D’une façon générale, le développement de l’éolien offshore fait débat : son impact environnemental est discuté et son coût, au regard d’autres moyens de production interpelle : pourquoi certains pays le subventionnent-ils encore fortement, comme c’est le cas de la France, alors que de nouveaux parcs apparaissent sans subvention ? Si les technologies posées sont majoritaires actuellement, quelle sera la tendance future ? L’éolien flottant apparaît comme une nouvelle voie prometteuse mais tiendra-t-elle ses promesses ? Les technologies en courant continu apporteront-elles une solution au problème des raccordements ?

Dans son numéro 2018-4, la REE publie une série d’articles d’acteurs du secteur permettant d’éclairer ces questions. Deux gestionnaires de réseau de transport, RTE pour la France, et TenneT pour les Pays-Bas et l’Allemagne, donnent une vision de la situation présente et des perspectives au niveau européen. EDF Renouvelables (ex EDF EN) donne le point de vue d’un producteur présent à l’échelle mondiale. La PME innovante française EOLFI explicite tout le potentiel des solutions pour l’éolien flottant. Enfin, Bruno Meyer, pilote de ce dossier, propose, pour la REE, une synthèse de l’ensemble.

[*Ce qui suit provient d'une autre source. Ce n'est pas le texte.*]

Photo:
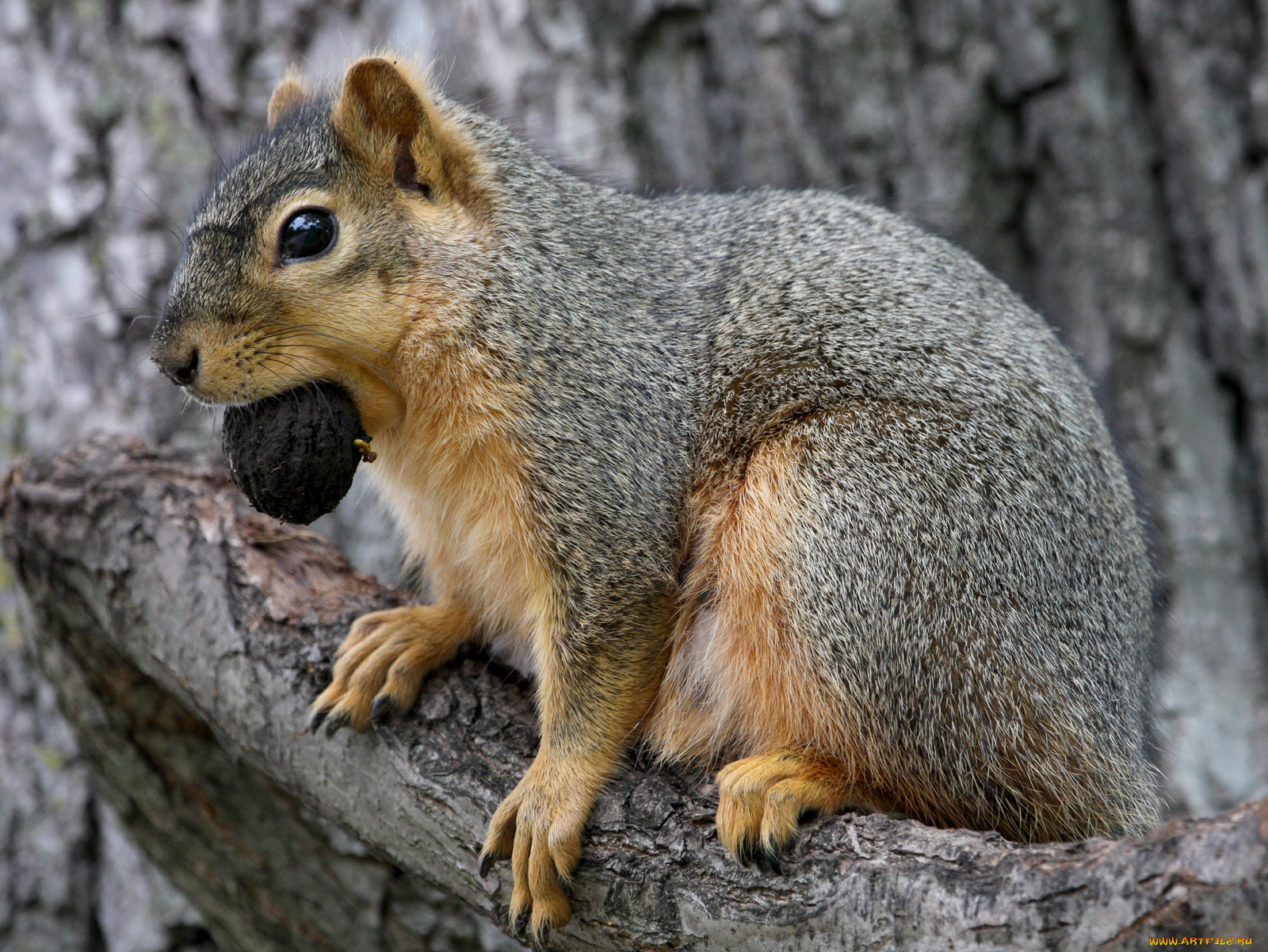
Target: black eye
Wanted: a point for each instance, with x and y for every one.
(307, 234)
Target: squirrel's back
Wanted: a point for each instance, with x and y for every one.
(767, 476)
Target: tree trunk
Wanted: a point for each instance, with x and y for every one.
(1109, 159)
(187, 635)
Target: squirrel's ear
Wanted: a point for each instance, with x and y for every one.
(387, 118)
(289, 95)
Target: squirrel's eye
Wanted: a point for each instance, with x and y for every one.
(307, 234)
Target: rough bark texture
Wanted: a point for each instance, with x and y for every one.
(1106, 158)
(187, 634)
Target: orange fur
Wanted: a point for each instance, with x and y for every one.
(761, 799)
(739, 679)
(456, 474)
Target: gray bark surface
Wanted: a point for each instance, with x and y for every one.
(1107, 159)
(187, 635)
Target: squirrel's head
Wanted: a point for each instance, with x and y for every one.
(354, 220)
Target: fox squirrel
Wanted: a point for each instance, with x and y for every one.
(770, 480)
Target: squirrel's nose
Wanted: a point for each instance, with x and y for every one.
(181, 372)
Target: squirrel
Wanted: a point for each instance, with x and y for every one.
(773, 482)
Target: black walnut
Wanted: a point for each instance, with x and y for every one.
(295, 455)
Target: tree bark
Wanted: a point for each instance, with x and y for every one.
(1109, 159)
(187, 634)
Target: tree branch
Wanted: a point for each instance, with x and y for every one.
(187, 635)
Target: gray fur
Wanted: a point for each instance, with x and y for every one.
(969, 566)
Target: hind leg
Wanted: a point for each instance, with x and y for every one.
(761, 800)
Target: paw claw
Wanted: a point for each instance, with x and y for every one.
(521, 923)
(486, 863)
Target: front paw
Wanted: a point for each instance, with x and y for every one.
(382, 663)
(539, 828)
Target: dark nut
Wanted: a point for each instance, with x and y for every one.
(295, 454)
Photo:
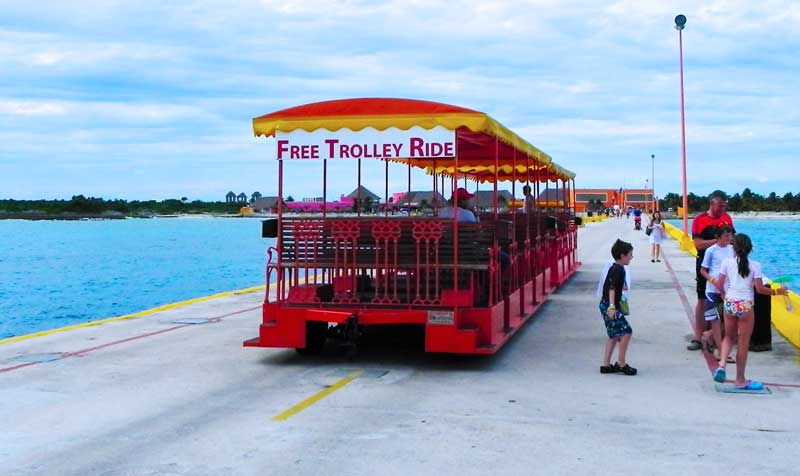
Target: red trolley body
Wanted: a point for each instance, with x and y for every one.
(471, 285)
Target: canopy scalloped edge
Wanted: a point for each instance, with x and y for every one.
(505, 173)
(475, 122)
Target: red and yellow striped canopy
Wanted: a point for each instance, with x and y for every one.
(479, 138)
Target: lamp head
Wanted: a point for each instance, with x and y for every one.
(680, 22)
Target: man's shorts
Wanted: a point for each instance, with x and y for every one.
(615, 328)
(713, 306)
(701, 283)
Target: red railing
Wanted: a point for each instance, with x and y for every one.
(408, 262)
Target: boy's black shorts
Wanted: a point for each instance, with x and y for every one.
(701, 283)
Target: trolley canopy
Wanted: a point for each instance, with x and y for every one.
(505, 172)
(422, 133)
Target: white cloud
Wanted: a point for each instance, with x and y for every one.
(141, 85)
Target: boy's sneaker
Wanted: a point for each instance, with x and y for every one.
(609, 369)
(628, 370)
(719, 375)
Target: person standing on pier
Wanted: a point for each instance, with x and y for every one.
(742, 275)
(704, 235)
(656, 237)
(613, 312)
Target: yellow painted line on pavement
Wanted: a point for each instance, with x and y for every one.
(317, 397)
(135, 315)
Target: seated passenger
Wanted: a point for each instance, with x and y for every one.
(461, 200)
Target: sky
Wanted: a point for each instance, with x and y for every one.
(155, 100)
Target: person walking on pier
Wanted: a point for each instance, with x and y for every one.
(712, 263)
(742, 274)
(704, 235)
(656, 237)
(613, 312)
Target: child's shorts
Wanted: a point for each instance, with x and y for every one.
(615, 327)
(713, 306)
(738, 307)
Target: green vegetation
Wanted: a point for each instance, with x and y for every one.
(80, 206)
(747, 201)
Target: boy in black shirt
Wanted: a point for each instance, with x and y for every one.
(617, 326)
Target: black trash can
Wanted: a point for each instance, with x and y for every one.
(761, 340)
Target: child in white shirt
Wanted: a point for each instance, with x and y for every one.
(740, 274)
(712, 262)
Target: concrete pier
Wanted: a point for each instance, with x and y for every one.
(175, 393)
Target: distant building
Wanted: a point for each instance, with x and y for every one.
(552, 198)
(640, 197)
(417, 199)
(364, 194)
(266, 205)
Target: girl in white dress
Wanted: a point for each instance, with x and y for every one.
(656, 237)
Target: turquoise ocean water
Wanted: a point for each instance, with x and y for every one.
(57, 273)
(775, 245)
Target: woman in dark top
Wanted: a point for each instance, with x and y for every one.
(617, 326)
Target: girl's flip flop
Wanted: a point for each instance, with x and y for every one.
(719, 375)
(751, 385)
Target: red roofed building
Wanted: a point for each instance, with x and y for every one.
(632, 197)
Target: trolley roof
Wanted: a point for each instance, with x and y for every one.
(480, 137)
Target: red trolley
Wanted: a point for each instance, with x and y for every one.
(470, 285)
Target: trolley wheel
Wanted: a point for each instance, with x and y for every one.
(316, 334)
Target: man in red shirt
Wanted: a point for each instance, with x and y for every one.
(704, 229)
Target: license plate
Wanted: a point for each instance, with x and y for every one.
(440, 318)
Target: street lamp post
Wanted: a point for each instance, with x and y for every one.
(680, 24)
(653, 181)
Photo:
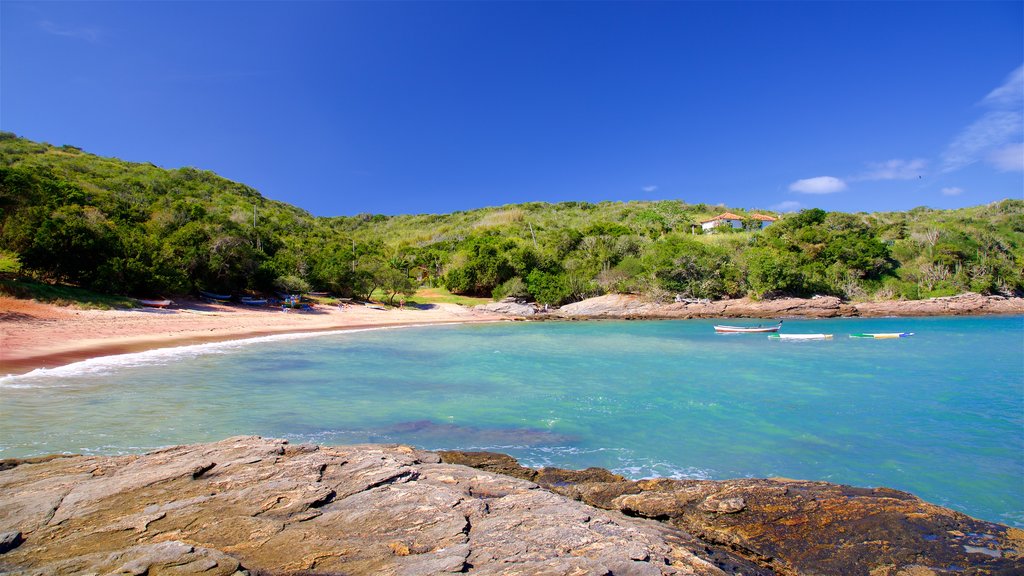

Dans un contexte budgétaire serré, la décision d’engager la France dans la voie de l’éolien flottant n’est pas simple. Si le choix retenu en France en faveur du posé est cohérent avec les données propres à l’Hexagone, les potentialités du flottant et les différences géographiques en font une solution prometteuse dans d’autres pays et il serait souhaitable que la France participe à son développement. Des entreprises françaises maîtrisent certaines technologies-clés héritées de l’industrie pétrolière et jouent déjà un rôle à l’export. A moyen terme, la France, qui possède le deuxième domaine maritime mondial, pourrait voir le flottant se développer sur ses territoires marins. Une politique d’appui public mesuré, initialisée par le financement de prototypes, permettrait de laisser ouverte cette voie, tout en permettant à l’industrie française de se développer au niveau mondial.